Eschenbach rief den Mann in sein Büro und sagte, obwohl sie sich duzten: Setzen Sie sich. Sie sind gekündigt. Sie wissen, warum.
Der Mann war von dem veränderten, sonst kollegial freundlichen Eschenbach derart verunsichert, dass er Ja sagte.
Tut mir leid, sagte Eschenbach und zeigte auf die Tür.
Danach trank er, was er sonst nie während der Arbeit tat, einen Whisky und war nicht einverstanden mit sich, obwohl er alles richtig gemacht hatte.
Er traf Anna wieder in ihrer Bar, wie er diesen Ort nannte, wobei er mit dieser Wendung sie beide ein- und alle anderen ausschloss. Er war früher gekommen und hatte schon ein Glas Rotwein getrunken. Jetzt saßen sie einander gegenüber, und sie sagte ihm, wie leid ihr alles tue, wie sie die kleine Lüge bereue, auch wenn nichts zu Verschweigendes vorgefallen sei, und sie bat, man solle sich nicht mehr allein treffen, wobei ihm – und doch auch ihr – sogleich deutlich werden musste, dass schon diese Bitte, dieses Hier-Sitzen erneut ein Verschweigen nach sich ziehen musste.

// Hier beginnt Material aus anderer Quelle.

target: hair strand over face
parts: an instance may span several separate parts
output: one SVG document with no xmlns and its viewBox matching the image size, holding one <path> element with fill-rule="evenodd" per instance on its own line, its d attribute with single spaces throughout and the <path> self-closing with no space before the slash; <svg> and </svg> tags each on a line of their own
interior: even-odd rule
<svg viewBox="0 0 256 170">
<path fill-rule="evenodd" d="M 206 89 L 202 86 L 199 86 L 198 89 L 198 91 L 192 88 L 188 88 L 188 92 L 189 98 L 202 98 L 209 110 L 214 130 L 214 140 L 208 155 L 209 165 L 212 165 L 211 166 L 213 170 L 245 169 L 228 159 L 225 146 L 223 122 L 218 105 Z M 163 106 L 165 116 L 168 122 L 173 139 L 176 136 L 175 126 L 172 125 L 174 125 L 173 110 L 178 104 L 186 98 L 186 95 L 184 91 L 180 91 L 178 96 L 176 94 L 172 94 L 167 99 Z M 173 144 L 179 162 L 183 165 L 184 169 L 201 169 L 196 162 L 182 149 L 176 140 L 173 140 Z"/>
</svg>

Ganz notwendig war schon diese Aussprache gegen Ewald gerichtet. Sie hatte ihm gesagt, was die Ehe für sie und Ewald bedeute. Dass erst durch sie diese Beliebigkeit des Begehrens unterbrochen werde. Es war ein Wort, das ihn aufhorchen ließ, von dem er noch nicht wusste, dass es einmal Gegenstand seiner Befragungen und Recherchen werden würde. Und er hatte damals gesagt, dass gerade dieses Sehnsuchts-Alter-Ego – was für ein gestelztes Wort, dachte er später – doch nicht beliebig sei. Dass es uns auf so rätselhafte Weise festlegt in unseren Wünschen. Wünsche, die sich allen Vorsätzen und moralischen Vorstellungen widersetzen. Und alle angeführten Gründe sind ganz hilflose Versuche, den Wunschreaktor zu verstehen. Es ist der Hunger und der Durst des Körpers nach dem Körper. Aber nicht auf einen beliebigen, sondern auf den einen, den einzigen, den, von dem wir hoffen, durch ihn selbst reicher zu werden, als schöne Ergänzung unserer selbst.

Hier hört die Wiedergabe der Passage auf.